Cette pièce est un chef-d’œuvre de la littérature satirique, burlesque et
tragique. C’est une pièce allégorique, excentrique, écrite en réaction à
l’autorité et à la pensée autoritaire, la censure et l’autocensure.
Elle dénonce le pouvoir de l’Église, souligne l’absurdité de ses dogmes,
dénie la faute originelle. Son écriture est souvent débridée, dévastatrice.
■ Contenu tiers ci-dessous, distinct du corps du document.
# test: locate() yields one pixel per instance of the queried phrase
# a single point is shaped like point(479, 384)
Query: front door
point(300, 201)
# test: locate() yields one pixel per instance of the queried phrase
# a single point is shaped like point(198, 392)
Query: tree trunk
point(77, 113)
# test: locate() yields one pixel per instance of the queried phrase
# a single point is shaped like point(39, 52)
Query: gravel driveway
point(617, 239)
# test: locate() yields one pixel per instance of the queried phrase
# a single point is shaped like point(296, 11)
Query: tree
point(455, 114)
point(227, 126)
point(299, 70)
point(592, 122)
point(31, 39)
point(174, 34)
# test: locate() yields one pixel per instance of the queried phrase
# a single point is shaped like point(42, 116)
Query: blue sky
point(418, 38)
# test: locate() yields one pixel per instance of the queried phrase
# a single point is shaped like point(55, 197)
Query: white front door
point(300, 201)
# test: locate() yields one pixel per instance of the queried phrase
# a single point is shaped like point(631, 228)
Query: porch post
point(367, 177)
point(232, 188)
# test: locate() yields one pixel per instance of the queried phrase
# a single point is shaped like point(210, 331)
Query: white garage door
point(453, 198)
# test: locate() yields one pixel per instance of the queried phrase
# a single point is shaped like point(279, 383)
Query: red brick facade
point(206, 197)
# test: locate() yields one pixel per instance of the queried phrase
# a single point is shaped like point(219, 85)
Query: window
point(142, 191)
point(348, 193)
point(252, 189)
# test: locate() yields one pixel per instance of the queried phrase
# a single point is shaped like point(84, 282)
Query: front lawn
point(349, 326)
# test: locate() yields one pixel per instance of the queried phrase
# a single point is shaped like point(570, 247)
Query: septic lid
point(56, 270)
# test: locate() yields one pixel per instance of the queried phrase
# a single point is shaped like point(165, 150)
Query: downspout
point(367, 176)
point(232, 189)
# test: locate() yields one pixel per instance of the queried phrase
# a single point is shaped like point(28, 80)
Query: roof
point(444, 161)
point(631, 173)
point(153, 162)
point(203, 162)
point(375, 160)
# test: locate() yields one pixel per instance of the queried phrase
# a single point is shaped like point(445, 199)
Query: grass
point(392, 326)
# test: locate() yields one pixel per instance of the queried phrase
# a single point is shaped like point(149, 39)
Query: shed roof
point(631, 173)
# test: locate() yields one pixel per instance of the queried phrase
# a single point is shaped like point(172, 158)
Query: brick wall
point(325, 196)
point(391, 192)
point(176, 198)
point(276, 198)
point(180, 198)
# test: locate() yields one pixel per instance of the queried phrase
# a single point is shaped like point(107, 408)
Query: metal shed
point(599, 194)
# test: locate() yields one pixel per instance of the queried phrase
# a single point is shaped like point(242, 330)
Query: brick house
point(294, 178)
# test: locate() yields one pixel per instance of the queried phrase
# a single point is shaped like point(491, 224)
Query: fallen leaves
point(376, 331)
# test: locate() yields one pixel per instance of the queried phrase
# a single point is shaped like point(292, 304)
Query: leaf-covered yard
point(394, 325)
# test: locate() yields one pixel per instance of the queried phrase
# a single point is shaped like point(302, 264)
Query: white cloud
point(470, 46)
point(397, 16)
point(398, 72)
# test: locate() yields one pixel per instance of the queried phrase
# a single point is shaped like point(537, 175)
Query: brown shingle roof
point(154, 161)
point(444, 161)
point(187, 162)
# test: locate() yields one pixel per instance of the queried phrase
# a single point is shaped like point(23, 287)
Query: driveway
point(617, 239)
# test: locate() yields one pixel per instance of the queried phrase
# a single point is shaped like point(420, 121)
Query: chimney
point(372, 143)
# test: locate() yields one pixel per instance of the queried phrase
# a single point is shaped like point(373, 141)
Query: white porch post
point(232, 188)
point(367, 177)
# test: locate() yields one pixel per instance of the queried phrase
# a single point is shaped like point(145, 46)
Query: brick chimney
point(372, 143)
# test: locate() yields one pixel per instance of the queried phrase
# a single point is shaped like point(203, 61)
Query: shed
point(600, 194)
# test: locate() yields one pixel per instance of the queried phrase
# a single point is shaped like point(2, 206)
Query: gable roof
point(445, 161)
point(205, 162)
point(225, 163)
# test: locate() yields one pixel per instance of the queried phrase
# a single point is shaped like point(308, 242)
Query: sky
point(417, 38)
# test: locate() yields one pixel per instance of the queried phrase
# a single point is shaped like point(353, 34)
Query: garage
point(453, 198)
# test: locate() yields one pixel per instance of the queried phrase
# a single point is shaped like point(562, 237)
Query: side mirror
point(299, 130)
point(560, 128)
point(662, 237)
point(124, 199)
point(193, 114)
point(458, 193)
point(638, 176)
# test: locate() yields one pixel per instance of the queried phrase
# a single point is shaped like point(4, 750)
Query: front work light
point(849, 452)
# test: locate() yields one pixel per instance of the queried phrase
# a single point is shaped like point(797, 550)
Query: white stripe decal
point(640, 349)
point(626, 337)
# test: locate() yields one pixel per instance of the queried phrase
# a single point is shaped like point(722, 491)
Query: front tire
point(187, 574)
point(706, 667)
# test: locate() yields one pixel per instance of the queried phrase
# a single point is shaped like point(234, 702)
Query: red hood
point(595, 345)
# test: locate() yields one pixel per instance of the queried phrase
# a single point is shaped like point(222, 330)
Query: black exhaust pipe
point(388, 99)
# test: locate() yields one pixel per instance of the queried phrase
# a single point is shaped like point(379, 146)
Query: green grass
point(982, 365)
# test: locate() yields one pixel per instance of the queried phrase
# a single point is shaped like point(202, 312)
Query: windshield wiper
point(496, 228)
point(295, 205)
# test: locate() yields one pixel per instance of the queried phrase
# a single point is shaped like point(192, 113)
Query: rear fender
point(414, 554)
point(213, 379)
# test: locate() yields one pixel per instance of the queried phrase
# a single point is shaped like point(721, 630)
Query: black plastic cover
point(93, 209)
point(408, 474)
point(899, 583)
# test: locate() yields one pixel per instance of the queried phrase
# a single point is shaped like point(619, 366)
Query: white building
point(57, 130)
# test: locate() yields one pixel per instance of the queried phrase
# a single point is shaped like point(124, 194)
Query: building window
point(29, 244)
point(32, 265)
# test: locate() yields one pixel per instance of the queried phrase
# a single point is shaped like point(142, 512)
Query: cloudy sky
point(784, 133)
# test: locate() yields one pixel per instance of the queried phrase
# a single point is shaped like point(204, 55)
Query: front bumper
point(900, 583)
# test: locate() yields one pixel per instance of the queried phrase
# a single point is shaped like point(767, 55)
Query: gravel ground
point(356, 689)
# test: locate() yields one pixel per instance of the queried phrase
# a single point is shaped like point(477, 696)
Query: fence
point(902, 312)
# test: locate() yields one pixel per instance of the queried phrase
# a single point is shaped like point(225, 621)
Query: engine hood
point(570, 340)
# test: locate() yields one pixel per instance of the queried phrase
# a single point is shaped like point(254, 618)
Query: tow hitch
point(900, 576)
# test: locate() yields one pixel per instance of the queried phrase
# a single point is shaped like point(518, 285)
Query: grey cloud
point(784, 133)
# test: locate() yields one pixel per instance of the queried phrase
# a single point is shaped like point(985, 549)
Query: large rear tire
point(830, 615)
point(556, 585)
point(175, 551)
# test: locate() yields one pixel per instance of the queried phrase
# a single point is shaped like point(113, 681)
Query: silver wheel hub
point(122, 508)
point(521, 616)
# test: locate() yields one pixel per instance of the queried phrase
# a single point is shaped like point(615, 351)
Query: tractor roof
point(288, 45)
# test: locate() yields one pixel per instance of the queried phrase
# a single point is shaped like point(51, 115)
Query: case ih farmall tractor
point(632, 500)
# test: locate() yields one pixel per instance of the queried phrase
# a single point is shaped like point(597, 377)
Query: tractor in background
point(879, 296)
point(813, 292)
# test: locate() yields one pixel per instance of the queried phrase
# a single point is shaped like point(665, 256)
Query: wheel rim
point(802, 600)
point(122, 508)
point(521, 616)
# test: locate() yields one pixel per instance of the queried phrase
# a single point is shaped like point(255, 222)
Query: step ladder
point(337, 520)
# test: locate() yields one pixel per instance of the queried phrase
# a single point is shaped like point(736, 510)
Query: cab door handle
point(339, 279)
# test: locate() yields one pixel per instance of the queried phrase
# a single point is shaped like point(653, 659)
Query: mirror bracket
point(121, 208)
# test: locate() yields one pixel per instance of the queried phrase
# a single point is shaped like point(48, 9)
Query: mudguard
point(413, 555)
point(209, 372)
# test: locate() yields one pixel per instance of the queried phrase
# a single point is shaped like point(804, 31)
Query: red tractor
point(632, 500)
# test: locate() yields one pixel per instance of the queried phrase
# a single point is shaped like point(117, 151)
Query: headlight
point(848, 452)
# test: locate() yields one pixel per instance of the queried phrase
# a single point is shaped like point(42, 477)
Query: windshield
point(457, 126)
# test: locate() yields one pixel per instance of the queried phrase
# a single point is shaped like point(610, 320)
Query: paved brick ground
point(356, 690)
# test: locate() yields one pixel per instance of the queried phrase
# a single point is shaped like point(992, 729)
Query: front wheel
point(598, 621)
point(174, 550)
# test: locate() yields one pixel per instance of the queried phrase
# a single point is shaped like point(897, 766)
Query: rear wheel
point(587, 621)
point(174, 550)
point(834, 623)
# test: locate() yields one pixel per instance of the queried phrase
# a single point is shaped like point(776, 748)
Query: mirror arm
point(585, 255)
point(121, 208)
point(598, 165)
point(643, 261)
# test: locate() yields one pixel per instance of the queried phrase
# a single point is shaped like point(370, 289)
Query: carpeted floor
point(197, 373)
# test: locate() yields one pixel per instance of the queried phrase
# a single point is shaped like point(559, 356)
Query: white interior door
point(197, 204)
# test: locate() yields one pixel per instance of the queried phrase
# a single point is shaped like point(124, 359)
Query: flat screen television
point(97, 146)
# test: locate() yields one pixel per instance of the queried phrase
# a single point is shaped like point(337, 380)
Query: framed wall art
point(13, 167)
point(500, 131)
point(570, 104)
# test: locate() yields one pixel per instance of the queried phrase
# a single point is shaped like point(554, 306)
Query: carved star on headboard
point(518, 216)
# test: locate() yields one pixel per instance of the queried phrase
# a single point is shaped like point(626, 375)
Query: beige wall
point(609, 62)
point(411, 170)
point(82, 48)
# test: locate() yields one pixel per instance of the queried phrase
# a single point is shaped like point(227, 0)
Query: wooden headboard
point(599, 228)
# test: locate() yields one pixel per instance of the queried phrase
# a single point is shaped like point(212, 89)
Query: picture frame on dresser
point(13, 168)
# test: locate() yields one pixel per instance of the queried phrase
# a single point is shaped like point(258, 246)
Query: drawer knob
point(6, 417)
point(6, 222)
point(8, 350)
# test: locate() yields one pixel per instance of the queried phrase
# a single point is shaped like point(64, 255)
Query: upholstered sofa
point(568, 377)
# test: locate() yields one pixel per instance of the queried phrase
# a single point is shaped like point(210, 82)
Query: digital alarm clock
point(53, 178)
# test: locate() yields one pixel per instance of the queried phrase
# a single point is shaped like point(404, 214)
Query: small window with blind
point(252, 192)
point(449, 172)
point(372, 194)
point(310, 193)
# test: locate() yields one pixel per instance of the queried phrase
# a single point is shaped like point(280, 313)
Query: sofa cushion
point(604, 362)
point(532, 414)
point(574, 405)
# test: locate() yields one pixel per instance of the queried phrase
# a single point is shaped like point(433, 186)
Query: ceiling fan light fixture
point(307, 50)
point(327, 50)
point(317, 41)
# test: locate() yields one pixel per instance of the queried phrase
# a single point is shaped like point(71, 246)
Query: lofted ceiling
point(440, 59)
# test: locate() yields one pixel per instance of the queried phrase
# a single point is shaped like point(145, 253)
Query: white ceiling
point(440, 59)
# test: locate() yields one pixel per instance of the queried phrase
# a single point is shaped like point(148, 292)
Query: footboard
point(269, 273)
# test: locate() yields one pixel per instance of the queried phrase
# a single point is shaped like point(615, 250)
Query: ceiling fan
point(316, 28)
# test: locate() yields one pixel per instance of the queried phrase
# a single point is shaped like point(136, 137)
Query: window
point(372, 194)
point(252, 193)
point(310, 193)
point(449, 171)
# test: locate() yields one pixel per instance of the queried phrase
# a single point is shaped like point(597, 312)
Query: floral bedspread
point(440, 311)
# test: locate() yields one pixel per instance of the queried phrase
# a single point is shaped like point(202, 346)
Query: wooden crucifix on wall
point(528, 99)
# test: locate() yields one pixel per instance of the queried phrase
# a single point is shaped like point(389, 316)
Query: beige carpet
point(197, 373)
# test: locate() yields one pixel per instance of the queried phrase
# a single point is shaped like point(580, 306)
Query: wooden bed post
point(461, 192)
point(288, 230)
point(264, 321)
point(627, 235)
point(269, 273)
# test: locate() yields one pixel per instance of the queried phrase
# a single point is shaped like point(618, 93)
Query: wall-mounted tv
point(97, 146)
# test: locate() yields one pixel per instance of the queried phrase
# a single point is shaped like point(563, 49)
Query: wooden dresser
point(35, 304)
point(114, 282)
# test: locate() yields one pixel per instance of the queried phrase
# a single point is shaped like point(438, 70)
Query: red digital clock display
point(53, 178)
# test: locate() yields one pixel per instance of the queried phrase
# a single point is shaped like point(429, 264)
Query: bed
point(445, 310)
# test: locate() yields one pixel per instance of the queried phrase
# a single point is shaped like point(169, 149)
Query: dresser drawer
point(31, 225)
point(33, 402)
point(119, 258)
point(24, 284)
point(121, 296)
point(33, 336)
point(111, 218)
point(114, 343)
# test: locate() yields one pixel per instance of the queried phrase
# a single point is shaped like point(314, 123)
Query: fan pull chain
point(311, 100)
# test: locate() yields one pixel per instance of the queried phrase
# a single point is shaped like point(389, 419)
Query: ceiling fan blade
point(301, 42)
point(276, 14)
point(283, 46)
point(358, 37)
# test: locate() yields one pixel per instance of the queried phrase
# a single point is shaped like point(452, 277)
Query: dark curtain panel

Oskar Panizza y a « fourré» toute son immense culture du XVIe italien
étudiée pour objectiver peut-être la haine huguenote et maternelle qui a
déchiré son enfance, c’est un hurlement désordonné et féroce, déséquilibré
comme son auteur.
Notre projet n’est pas d’abord musical, ou visuel ou théâtral, il articule
véritablement les trois domaines sans en mettre un au premier plan. Les
écritures musicale et scénique s’élaborent ensemble pour inventer une
forme opératique, un théâtre musical, cinématographique et radiophonique.
Notre Concile nous le rêvons tranché, éclaté, grotesque, râpeux, chantant,
ironique, brut, malin comme le diable, roué comme la Vierge Marie, multiple
et saturé comme la guitare électrique, tragique et violent comme la fureur
de Panizza
Jean-Pierre Larroche : Est-ce qu’on peut entendre le Mal en musique ?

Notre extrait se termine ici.